The mechanism that corresponds to the current mode and padding.

Throws:

java.security.NoSuchAlgorithmException - If the current combination of mode and padding is unsupported.

Postconditions:

(result <> null)

getModePaddingMechanisms

protected abstract java.util.Hashtable getModePaddingMechanisms()

Get the hashtable that maps from mode + "/" + padding to the cryptoki mechanism.

Returns:

The hashtable that maps from mode + "/" + padding to the cryptoki mechanism.

Postconditions:

(result <> null)

isModeSupported

protected boolean isModeSupported(java.lang.String mode)

Check, if the given mode of operation is supported by this cipher.

Specified by:

isModeSupported in class PKCS11Cipher

Parameters:

mode - The mode to check.

Returns:

True, if the mode is supported, false otherwise.

isPaddingSupported

protected boolean isPaddingSupported(java.lang.String padding)

Check, if the given padding scheme is supported by this cipher.

Specified by:

isPaddingSupported in class PKCS11Cipher

Parameters:

padding - The padding scheme to check.

Returns:

True, if the padding scheme is supported, false otherwise.

isExternalPaddingSupported

protected static boolean isExternalPaddingSupported(java.lang.String padding)

Check, if an external software implementation is available for the given padding scheme.

Parameters:

padding - The padding scheme to check.

Returns:

True, if an external software implementation is available for the padding scheme, false otherwise.

pkcs11Update

protected byte[] pkcs11Update(byte[] data,
                              int offset,
                              int length)

Description copied from class: PKCS11Cipher

Update the currently running cipher operation with the given data.

Overrides:

pkcs11Update in class PKCS11Cipher

Parameters:

data - The byte array that holds the data.

offset - The offset in the byte array that indicates the first data byte to read.

length - The number of bytes to read starting from offset.

Returns:

The current intermediate result, if any. May be null.

pkcs11DoFinal

protected byte[] pkcs11DoFinal(byte[] input,
                               int inputOffset,
                               int inputLength)
                        throws javax.crypto.BadPaddingException,
                               javax.crypto.IllegalBlockSizeException

Description copied from class: PKCS11Cipher

Update the currently running cipher operation with the given data and finish the current operation. This may include padding before processing the last data block or unpadding after the processing of the last block.

Overrides:

pkcs11DoFinal in class PKCS11Cipher

Parameters:

input - The byte array that holds the input data.

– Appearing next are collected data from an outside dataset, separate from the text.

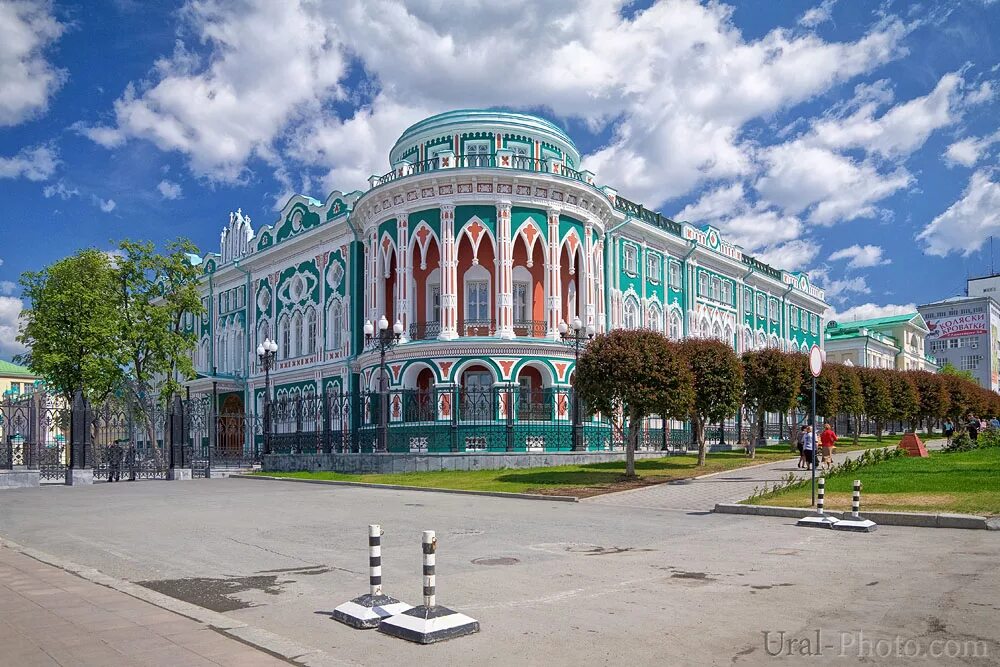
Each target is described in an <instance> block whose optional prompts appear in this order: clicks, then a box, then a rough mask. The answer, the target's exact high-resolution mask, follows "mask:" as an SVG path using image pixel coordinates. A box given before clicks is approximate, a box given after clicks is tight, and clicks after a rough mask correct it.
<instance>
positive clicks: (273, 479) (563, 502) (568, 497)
mask: <svg viewBox="0 0 1000 667" xmlns="http://www.w3.org/2000/svg"><path fill="white" fill-rule="evenodd" d="M229 477H230V479H262V480H271V481H278V482H299V483H300V484H328V485H331V486H358V487H361V488H365V489H393V490H396V491H429V492H431V493H455V494H458V495H465V496H492V497H494V498H515V499H518V500H554V501H556V502H561V503H576V502H580V499H579V498H577V497H576V496H546V495H545V494H542V493H510V492H507V491H472V490H466V489H441V488H438V487H435V486H405V485H403V484H374V483H372V482H348V481H344V480H337V479H302V478H301V477H273V476H270V475H230V476H229Z"/></svg>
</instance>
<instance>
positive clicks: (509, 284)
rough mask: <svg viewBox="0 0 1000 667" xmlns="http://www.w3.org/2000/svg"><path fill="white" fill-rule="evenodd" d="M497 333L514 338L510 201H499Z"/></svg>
mask: <svg viewBox="0 0 1000 667" xmlns="http://www.w3.org/2000/svg"><path fill="white" fill-rule="evenodd" d="M497 245H498V246H499V248H498V253H497V335H498V336H499V337H500V338H506V339H511V338H514V283H513V278H512V272H513V266H514V255H513V243H512V240H511V237H510V202H508V201H500V202H497Z"/></svg>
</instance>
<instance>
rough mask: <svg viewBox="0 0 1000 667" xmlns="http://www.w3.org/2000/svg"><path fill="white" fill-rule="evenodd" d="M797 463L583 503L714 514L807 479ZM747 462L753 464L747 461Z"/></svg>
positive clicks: (711, 476) (620, 495)
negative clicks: (790, 481) (793, 473)
mask: <svg viewBox="0 0 1000 667" xmlns="http://www.w3.org/2000/svg"><path fill="white" fill-rule="evenodd" d="M887 441H888V438H887ZM944 443H945V441H944V440H931V441H928V442H927V443H925V444H926V445H927V448H928V449H939V448H941V447H943V446H944ZM890 446H892V445H890ZM862 453H863V451H862V450H858V451H853V452H847V453H844V454H834V456H833V460H834V462H835V463H840V462H842V461H844V460H846V459H848V458H852V459H853V458H857V457H858V456H861V454H862ZM797 460H798V459H797V458H795V454H794V453H790V454H789V458H788V460H787V461H778V462H776V463H768V464H765V465H758V466H752V467H748V468H738V469H736V470H730V471H728V472H723V473H718V474H715V475H709V476H706V477H702V478H700V479H687V480H680V481H677V482H669V483H667V484H658V485H656V486H647V487H645V488H641V489H631V490H629V491H619V492H618V493H606V494H604V495H600V496H594V497H593V498H585V499H583V500H581V501H580V502H582V503H596V504H598V505H616V506H619V507H643V508H652V509H670V510H688V511H693V512H711V511H712V510H713V509H714V508H715V505H716V503H738V502H740V501H741V500H746V499H747V498H749V497H750V495H751V494H753V492H754V489H755V488H763V487H764V486H765V485H766V486H773V485H774V484H775V482H782V481H784V479H785V478H786V477H788V473H794V474H795V475H796V476H797V477H799V478H802V477H808V476H809V474H810V473H809V470H808V469H805V470H803V469H802V468H799V467H797V466H796V462H797ZM747 463H750V461H749V460H748V461H747ZM818 473H819V471H818V470H817V474H818Z"/></svg>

inputOffset - The offset in the input byte array that indicates the first input data byte to read.

inputLength - The number of bytes to read starting from offset.

Returns:

The final operation result; i.e. cipher text or plain text.

Throws:

javax.crypto.BadPaddingException - If the padding of the decrypted data is bad or if the padding of the input data failed.

javax.crypto.IllegalBlockSizeException - If the input data size does not match the required block size.